So do you like my new drawing? It's not quite as astonishing as I had imagined it, but then life rarely is. I like that the whale looks so happy.
I am happy today. I didn't go to the gym yesterday but I went this morning, and washed my hair, and now I am perky for no real reason. I met up with Em last night after work and we went to Tooting to be threaded at Shilpa's - 99p for eyebrows, it's a joke - and then for dinner at 409 in Clapham. It was nice. We shared foie gras to start, an example of my abject hypocrisy, where I disapprove of it with every cell in my body and yet can't resist it when I see it on a menu. Pathetic.
I was about to move on to another topic, but really, it is pathetic. OK. I'm going to address this. I'm off to Wikipedia....
...Right. Force feeding of birds has been going on since around 2500 BC, where the ancient Egyptians did it. I wonder if Joseph ate foie gras before the famine? I can just see him lying around in his dreamcoat and loin cloth, asking a nubile servant to bring him another tranche.
The Romans were fans, and apparently the emperor Elagabalus fed his dogs on it. That's a bit much, even for me. The last time I had a dog was a decade ago, but I'm pretty sure that if we'd given him pate, he would have been sick as... a dog. Very sick. But then Ernest was always a delicate fellow.
Anyway, back to the present - apparently France produced 18,450 tonnes of foie gras in 2005, which is 78.5% of the world's production. Hungary is the second largest producer. Apparently migratory birds are the best victims because they have a good capacity for weight gain (in preparation for their long journey). OK, this bit's worth pasting in:
"The geese or ducks used in foie gras production are usually kept in a building on straw for the first four weeks, then kept outside for some weeks, feeding on grasses. This phase of the preparation is designed to take advantage of the natural dilation capacity on the esophagus. The birds are then brought inside for gradually longer periods while introduced to a high starch diet. The next feeding phase, which the French call gavage, involves forced daily ingestion of controlled amounts of feed for 12 to 15 days with ducks and for 15 to 18 days with geese. During this phase ducks are usually fed twice daily while geese are fed up to 4 times daily. In order to facilitate handling of ducks during gavage, these birds are typically housed in individual cages or small group pens during this phase...
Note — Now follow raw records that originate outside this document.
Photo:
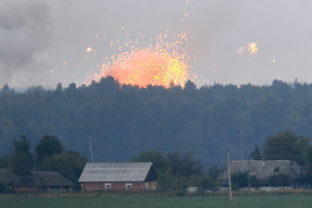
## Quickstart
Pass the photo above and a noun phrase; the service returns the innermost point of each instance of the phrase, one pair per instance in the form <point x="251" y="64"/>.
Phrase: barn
<point x="119" y="177"/>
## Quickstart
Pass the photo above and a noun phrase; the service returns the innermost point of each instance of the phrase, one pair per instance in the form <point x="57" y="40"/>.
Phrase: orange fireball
<point x="145" y="67"/>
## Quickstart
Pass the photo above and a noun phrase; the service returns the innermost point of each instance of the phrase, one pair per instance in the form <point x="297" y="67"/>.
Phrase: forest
<point x="119" y="122"/>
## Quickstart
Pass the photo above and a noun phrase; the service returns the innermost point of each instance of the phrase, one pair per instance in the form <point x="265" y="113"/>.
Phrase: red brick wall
<point x="118" y="186"/>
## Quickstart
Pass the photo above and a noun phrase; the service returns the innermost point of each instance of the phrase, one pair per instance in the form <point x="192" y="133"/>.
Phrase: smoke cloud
<point x="24" y="31"/>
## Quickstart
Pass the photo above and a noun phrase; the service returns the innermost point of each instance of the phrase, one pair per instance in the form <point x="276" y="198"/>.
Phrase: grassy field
<point x="240" y="201"/>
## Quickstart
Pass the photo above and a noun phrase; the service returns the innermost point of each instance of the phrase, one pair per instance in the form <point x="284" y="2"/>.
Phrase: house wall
<point x="25" y="189"/>
<point x="119" y="186"/>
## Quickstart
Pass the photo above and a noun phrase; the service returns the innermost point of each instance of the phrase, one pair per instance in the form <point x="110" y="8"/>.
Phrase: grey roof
<point x="44" y="179"/>
<point x="263" y="169"/>
<point x="110" y="172"/>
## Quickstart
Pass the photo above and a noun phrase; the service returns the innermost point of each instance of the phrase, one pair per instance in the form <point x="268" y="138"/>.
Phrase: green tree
<point x="68" y="163"/>
<point x="22" y="158"/>
<point x="256" y="154"/>
<point x="286" y="146"/>
<point x="49" y="145"/>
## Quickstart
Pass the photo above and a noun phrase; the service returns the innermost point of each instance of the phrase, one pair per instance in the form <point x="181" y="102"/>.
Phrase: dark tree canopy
<point x="22" y="159"/>
<point x="49" y="145"/>
<point x="69" y="164"/>
<point x="285" y="146"/>
<point x="126" y="120"/>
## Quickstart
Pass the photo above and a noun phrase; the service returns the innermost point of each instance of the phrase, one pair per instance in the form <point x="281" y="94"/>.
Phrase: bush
<point x="279" y="180"/>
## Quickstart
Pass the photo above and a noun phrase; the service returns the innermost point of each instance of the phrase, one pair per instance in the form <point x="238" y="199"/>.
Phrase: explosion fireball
<point x="146" y="67"/>
<point x="162" y="64"/>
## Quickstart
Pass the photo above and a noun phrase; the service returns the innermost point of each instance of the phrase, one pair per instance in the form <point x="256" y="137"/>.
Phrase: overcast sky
<point x="44" y="42"/>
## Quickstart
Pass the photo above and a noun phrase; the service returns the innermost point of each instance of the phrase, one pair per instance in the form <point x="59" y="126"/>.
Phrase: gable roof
<point x="263" y="169"/>
<point x="7" y="176"/>
<point x="112" y="172"/>
<point x="44" y="179"/>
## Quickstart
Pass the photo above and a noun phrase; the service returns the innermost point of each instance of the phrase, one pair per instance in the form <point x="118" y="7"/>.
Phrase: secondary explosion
<point x="161" y="64"/>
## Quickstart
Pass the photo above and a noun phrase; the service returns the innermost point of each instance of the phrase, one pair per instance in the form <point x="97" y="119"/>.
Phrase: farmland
<point x="214" y="201"/>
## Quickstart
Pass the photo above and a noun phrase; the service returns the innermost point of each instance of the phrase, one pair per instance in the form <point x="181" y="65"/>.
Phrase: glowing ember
<point x="252" y="48"/>
<point x="145" y="68"/>
<point x="162" y="64"/>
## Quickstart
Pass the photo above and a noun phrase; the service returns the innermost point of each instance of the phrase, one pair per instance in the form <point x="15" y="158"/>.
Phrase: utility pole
<point x="229" y="174"/>
<point x="249" y="171"/>
<point x="90" y="142"/>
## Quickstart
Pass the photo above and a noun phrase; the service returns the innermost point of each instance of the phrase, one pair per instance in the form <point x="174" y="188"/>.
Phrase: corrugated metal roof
<point x="110" y="172"/>
<point x="44" y="179"/>
<point x="263" y="169"/>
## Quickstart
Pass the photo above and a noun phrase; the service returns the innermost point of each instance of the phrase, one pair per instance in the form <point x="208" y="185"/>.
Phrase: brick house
<point x="119" y="177"/>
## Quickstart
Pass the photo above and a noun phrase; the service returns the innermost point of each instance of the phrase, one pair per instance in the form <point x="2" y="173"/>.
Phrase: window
<point x="128" y="186"/>
<point x="108" y="186"/>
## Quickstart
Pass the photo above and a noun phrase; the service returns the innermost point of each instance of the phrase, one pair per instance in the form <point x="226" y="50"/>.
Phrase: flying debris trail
<point x="252" y="48"/>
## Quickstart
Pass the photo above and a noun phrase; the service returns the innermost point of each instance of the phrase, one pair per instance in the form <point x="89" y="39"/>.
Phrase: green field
<point x="241" y="201"/>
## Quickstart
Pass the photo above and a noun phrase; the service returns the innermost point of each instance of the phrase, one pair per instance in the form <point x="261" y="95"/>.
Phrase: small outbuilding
<point x="119" y="177"/>
<point x="45" y="182"/>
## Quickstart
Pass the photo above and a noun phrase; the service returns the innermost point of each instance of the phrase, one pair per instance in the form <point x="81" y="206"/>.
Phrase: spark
<point x="160" y="64"/>
<point x="252" y="48"/>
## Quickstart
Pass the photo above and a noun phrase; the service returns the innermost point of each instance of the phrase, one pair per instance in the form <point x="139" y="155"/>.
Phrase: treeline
<point x="48" y="155"/>
<point x="121" y="121"/>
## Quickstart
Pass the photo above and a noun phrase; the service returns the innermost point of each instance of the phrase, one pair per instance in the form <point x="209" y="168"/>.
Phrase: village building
<point x="45" y="182"/>
<point x="119" y="177"/>
<point x="262" y="170"/>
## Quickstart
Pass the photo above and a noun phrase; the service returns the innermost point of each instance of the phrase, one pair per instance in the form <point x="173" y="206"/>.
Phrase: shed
<point x="136" y="176"/>
<point x="43" y="181"/>
<point x="263" y="169"/>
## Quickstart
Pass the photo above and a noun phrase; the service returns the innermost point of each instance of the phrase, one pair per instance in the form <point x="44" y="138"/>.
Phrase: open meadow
<point x="213" y="201"/>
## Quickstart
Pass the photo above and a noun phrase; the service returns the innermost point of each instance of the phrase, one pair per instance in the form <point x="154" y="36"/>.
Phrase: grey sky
<point x="41" y="42"/>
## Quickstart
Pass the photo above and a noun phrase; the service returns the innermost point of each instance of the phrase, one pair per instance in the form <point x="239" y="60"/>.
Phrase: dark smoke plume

"The feed is administered using a funnel fitted with a long tube (20–30 cm long), which forces the feed into the animal's esophagus; if an auger is used, the feeding takes about 45 to 60 seconds. Modern systems usually use a tube fed by a pneumatic pump; with such a system the operation time per duck takes about 2 to 3 seconds. During feeding, efforts are made to avoid damaging the bird's esophagus, which could cause injury or death, although researchers have found evidence of inflammation of the walls of the proventriculus after the first session of force-feeding. Several studies have also demonstrated that mortality rates can be significantly elevated during the gavage period...
"Foie gras production has been banned in nations such as some members of the European Union, Turkey, and Israel because of the force-feeding process. Foie gras producers maintain that force feeding ducks and geese is not uncomfortable for the animals nor is it hazardous to their health."
OK. I feel bad about it. But is it worse than buying clothes that are made in sweatshops? I think it's less bad. I think I'd have to give up Primark before I gave up foie gras. And not just Primark. Pretty much shopping on the high street entirely. And, while I love vintage more than the next girl, second hand pants are not going to cut it with me. Then again, not giving up one bad thing because you do something that's even worse is just as pathetic as deliberately staying in denial about it all. So. Come on Jane. What are you going to do? Give it up, or continue to eat it despite knowing how it's made? Meh. I dunno. What do you think?
I'll tell you one thing for nothing. I bet my liver would be fucking delicious.
I fancy a Snickers. Unexpected craving.